When psychosis is present in a patient with lupus, using intravenous pulse glucocorticoid therapy instead of oral glucocorticoids may be important because the former can significantly improve lupus-related psychosis and the latter may worsen the condition.
With respect to myelitis in patients with SLE, Dr. Petri made a point of noting this should not be labeled transverse myelitis because the process is often longitudinal in patients with lupus, meaning contiguous involvement at multiple levels of the spinal cord can be seen. This can be devastating for patients and often presents with urinary retention. In such cases, it is imperative that a cord magnetic resonance imaging (MRI) study be promptly performed, as well as a lumbar puncture. A pleocytosis will typically be present in the cerebrospinal fluid.
For patients with encephalopathy, individuals are not just confused but completely disoriented. When the encephalopathy is due to underlying lupus activity, intravenous pulse glucocorticoid therapy is used, in addition to cyclophosphamide or rituximab depending on the response to treatment. Plasmapheresis has sometimes been used in these cases, Dr. Petri stated, but she less commonly employs this therapy. It’s important to note that encephalopathy due to lupus can occur late in the disease course, thus even older patients should be evaluated for this manifestation if they are disoriented and an alternative cause is not found.

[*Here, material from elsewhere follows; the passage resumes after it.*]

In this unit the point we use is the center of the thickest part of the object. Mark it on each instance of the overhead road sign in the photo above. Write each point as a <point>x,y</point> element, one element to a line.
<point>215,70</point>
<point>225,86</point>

Stroke is rare in lupus and, when it is seen, entities that should be considered include antiphospholipid syndrome (APS), embolic phenomena from valvular vegetations and effects of traditional cardiovascular risk factors for ischemic stroke, which are accelerated in patients with lupus.
Posterior reversible encephalopathy syndrome (PRES) can be seen in patients who have been newly diagnosed with lupus and are on high-dose glucocorticoid therapy; in such cases, glucocorticoids should be rapidly tapered.
Finally, Dr. Petri discussed catastrophic APS (CAPS), in which 60% of patients have encephalopathy from microangiopathy. Traditional triple therapy for this condition includes intravenous heparin, high-dose glucocorticoids and plasma exchange with or without intravenous immunoglobin (IVIG), but Dr. Petri explained that rituximab should be quickly added if the patient is not improving or if the platelet count is not increasing. A major advance in our understanding of CAPS has come from looking at the condition known as a complementopathy, similar to what is seen with atypical hemolytic uremic syndrome (aHUS). This understanding of CAPS as a complement-mediated disorder may have implications for future therapies.
In Sum
Dr. Petri’s parting words included the admonition that when considering neuropsychiatric symptoms in patients with lupus, always think first of other causes, with infections highly suspect. When it is clear that CNS lupus is present, act quickly and competently; the well-being of the patient depends on it.
Jason Liebowitz, MD, completed his fellowship in rheumatology at Johns Hopkins University, Baltimore, where he also earned his medical degree. He is an assistant professor of medicine in the Division of Rheumatology at Columbia University Vagelos College of Physicians and Surgeons.
References
- Nestor J, Arinuma Y, Huerta TS, et al. Lupus antibodies induce behavioral changes mediated by microglia and blocked by ACE inhibitors. J Exp Med. 2018 Oct;215(10):2554–2566.
- Chalmers SA, Wen J, Shum J, et al. CSF-1R inhibition attenuates renal and neuropsychiatric disease in murine lupus. Clin Immunol. 2017 Dec;185:100–108.
- Karino K, Kono M, Takeyama S, et al. Inhibitor of NF-κB kinase subunit ε contributes to neuropsychiatric manifestations in lupus-prone mice through microglial activation. Arthritis Rheumatol. 2023 Mar;75(3):411–423.
- Pisetsky DS, Clowse MEB, Criscione-Schreiber LG, et al. A novel system to categorize the symptoms of systemic lupus erythematosus. Arthritis Care Res (Hoboken). 2019 Jun;71(6):735–741.